Saturday, February 16, 2013

Responsibility in Knowledge and Da’wa

‘Alî b. Abî Tâlib – Allah be pleased with him – said: Narrate to people what they can understand; do you want Allah and His Messenger to be disbelieved? Quoted by Al-Bukhârî, Al-Sahîh, Chapter about a person preferring some people with certain knowledge to the exclusion of others.

Ibn Hajr said in Fath Al-Bârî, “[In this narration] there is evidence that ambiguous knowledge should not be mentioned amongst the general public.”

Shaykh Muhammad b. Sâlih Al-‘Uthaymîn – Allah have mercy on him – explained this very important and often misunderstood point beautifully. After mentioning the narration of ‘Alî, he states: It is therefore an aspect of wisdom in da’wah (calling others to Allah) that you should not surprise people with things they are not able to comprehend. Rather, you should call them in stages, bit by bit until their minds settle…”

He goes on to say: “[The statement of ‘Alî] ‘Do you want Allah and His Messenger to be disbelieved?’ is a rhetorical question, posed as a criticism of such behavior. It means: by narrating to people things they cannot understand do you want Allah and His Messenger to be disbelieved? This is because in such cases when you say, “Allah said, and His Messenger said” they will say you have lied if their minds cannot comprehend what you are saying. Here, they are not disbelieving Allah and His Messenger, but they are disbelieving you because of this speech that you have attributed to Allah and His Messenger. Thus they will end up disbelieving Allah and His Messenger – not directly – but by way of the one who transmits this knowledge (i.e. you).

Now if it is said: Should we stop telling people things they cannot understand even if they need to know?

The answer is: No, we do not leave this knowledge altogether, but we should tell them in a way that they will be able to understand. This is done by telling them stage by stage, bit by bit until they can accept the speech we want them to know and they can feel comfortable with it.
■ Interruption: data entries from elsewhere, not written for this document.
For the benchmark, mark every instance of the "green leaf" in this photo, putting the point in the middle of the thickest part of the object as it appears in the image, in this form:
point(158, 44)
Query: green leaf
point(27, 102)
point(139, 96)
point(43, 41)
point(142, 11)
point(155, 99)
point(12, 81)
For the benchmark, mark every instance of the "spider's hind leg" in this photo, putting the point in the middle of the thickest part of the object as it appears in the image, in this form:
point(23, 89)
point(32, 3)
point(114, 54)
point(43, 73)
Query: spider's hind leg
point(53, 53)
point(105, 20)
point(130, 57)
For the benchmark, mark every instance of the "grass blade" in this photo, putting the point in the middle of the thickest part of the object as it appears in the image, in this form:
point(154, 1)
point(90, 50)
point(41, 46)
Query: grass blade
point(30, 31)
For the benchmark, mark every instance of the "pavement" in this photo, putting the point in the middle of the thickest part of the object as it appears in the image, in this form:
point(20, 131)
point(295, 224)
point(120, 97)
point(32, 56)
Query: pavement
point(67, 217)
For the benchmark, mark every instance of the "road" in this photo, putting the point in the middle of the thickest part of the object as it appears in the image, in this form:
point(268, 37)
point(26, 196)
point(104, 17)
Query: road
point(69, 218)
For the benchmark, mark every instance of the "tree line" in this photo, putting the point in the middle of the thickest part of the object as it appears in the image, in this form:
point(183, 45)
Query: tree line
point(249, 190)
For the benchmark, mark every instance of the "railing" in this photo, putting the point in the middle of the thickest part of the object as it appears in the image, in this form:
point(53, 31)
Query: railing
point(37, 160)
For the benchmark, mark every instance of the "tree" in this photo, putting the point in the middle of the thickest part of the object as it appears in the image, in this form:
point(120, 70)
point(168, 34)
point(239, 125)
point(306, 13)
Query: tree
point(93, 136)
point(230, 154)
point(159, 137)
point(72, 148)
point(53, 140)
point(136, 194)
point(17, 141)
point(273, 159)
We do not abandon knowledge that people cannot understand and just say ‘this is something they will reject or dislike so we will not speak about it.’

The same is the case with acting upon a Sunnah that people are not used to and which they might find objectionable. We should act by this Sunnah, but only after informing people about it, such that they will be able to accept it and feel comfortable about it.

We learn from this narration (of ‘Alî) that it is important to employ wisdom in calling to Allah, and that it is incumbent upon anyone who calls to Allah to consider the level of understanding of those he is inviting, and that he should put everyone in their proper place. [Majmû’ Fatâwâ Ibn ‘Uthaymîn Vol.10 p140.]